We won the best restaurant in Baltimore for two years consecutively, and I won Baltimore Magazine’s best chef in Baltimore in 2016 and 2017. We were awarded three and a half out of four stars by Tom Sietsema, food critic for the Washington Post. No restaurant in Baltimore had gotten that high of a rating before. People asked me how much money I paid for the review. I didn’t know who the writer was. I had never seen his face and had no idea he came to the restaurant.
Opportunities started surrounding me. I had to believe in myself and listen to my intuition. There have been so many moments in my career that were the perfect time, the perfect moment, the perfect everything. When I look back and connect the dots, I see the big picture.
At the end of 2016, a group of investors approached me. They loved the way I cooked and had an idea to open a rotisserie chicken place with a speakeasy bar at the back, so I joined the team that created Chicken+Whiskey in DC. I’m still a business partner at the restaurant. Around the same time, I created Seven Reasons in DC with my Argentine business partner, Ezequiel Vázquez-Ger. He’s an economist and political consultant. He had eaten at Alma, and one day he asked if I wanted to open a restaurant in Washington DC together. We opened with a little hope, all the possible motivations, and tried to do our best. We never expected all the accolades we achieved, including recognition from the Washington Post, Esquire, and more.
We immigrants have contributed everything to gastronomy in the States. Without immigrants, there’s no food at all. We carry our culture in our palate. Every time we migrate, we carry and share our culture. When you have a gathering of immigrants, we always bring something to eat. We share everything on the table.
So I didn’t hesitate when Italian immigrant Peter Schechter proposed the idea of Immigrant Food to me. I obviously fell in love. As an immigrant, he understood my story and how we can support immigrants in this country. We’re an advocacy restaurant and partner with NGOs to let them use our upstairs space for English classes, legal advice, and other gatherings. Supporting immigrants is the core of everything we do. We source as much as possible from local farms, immigrant-run farms, and refugees. We work with a kitchen collective for Syrian refugees.
A restaurant was the right establishment to support immigrants in the country’s capital because we have to be proud and show our culture. There’s no better place than DC, which is a very multicultural city. When we first opened in November 2019, I was a bit scared as we’re located just a few blocks away from the White House. When we found the location, I told Peter we’re crazy. But, we actually received orders from there. We don’t know for who, but sometimes we get over 20 orders from the White House.
We celebrate immigration through food.
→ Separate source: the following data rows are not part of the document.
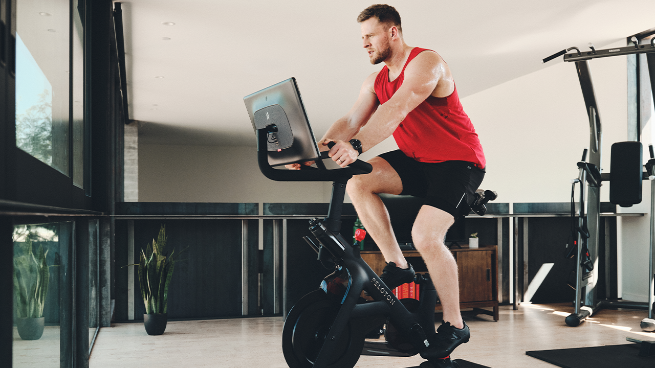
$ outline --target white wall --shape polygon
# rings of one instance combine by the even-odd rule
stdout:
[[[603,124],[601,168],[608,172],[612,144],[627,139],[626,58],[596,59],[590,65]],[[573,64],[559,62],[463,98],[462,103],[487,156],[483,186],[497,191],[498,200],[570,200],[570,180],[578,175],[576,162],[590,144],[589,119]],[[645,163],[651,137],[648,124],[642,132]],[[609,200],[608,183],[601,194],[603,201]],[[642,196],[641,204],[619,210],[646,213],[618,221],[619,295],[635,301],[648,300],[648,181]]]
[[[254,147],[139,147],[141,202],[324,202],[330,187],[269,180],[259,172]]]
[[[603,124],[602,166],[612,143],[626,140],[625,57],[592,60]],[[493,71],[490,71],[493,73]],[[463,98],[487,156],[483,185],[509,202],[569,202],[576,162],[589,147],[589,118],[575,66],[552,67]],[[602,193],[608,200],[608,191]]]
[[[574,65],[551,62],[550,67],[462,100],[487,156],[483,187],[496,191],[499,202],[570,200],[570,181],[578,175],[576,163],[589,146],[589,119]],[[590,62],[603,124],[601,166],[605,171],[609,171],[612,143],[627,140],[626,67],[624,56]],[[650,126],[643,138],[646,147],[650,143]],[[393,140],[388,139],[363,158],[395,148]],[[141,145],[139,149],[141,201],[329,200],[329,183],[277,183],[264,177],[252,147]],[[603,201],[609,200],[608,189],[608,185],[601,189]],[[642,204],[624,212],[649,212],[647,182],[643,198]],[[648,290],[648,219],[619,221],[620,286],[626,299],[639,301],[645,300]]]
Making the menu was a huge challenge. It’s like 20 restaurants inside of one. I took a piece of paper and made a very detailed spider web with countries, ingredients, and spices. I started to notice certain ingredients repeating in different places. I started to think about how I can create something to represent El Salvador and Ethiopia. Both country’s cuisines consist of rice, spice, and plantains. I created a fusion between Ethiopian and Salvadorian. It was gorgeous, but I lost half of my hair creating the menu. My beard is now completely white.
I love our partnership with Tables Without Borders that helps refugees. They’re the real chefs from those countries. We work with them side by side to create truly authentic food. I’m growing my creativity every time we do something with one of those chefs. Last week I spent time cooking with a chef from the Ivory Coast. He tasted the dish, and he said it tasted as if his mother made it. We dream of opening an Immigrant Food restaurant in every state and bringing these dishes to everyone!
Being the chef of Immigrant Food feels like achieving a lifelong dream. It gives me the motivation to keep going. I don’t work. I play every day.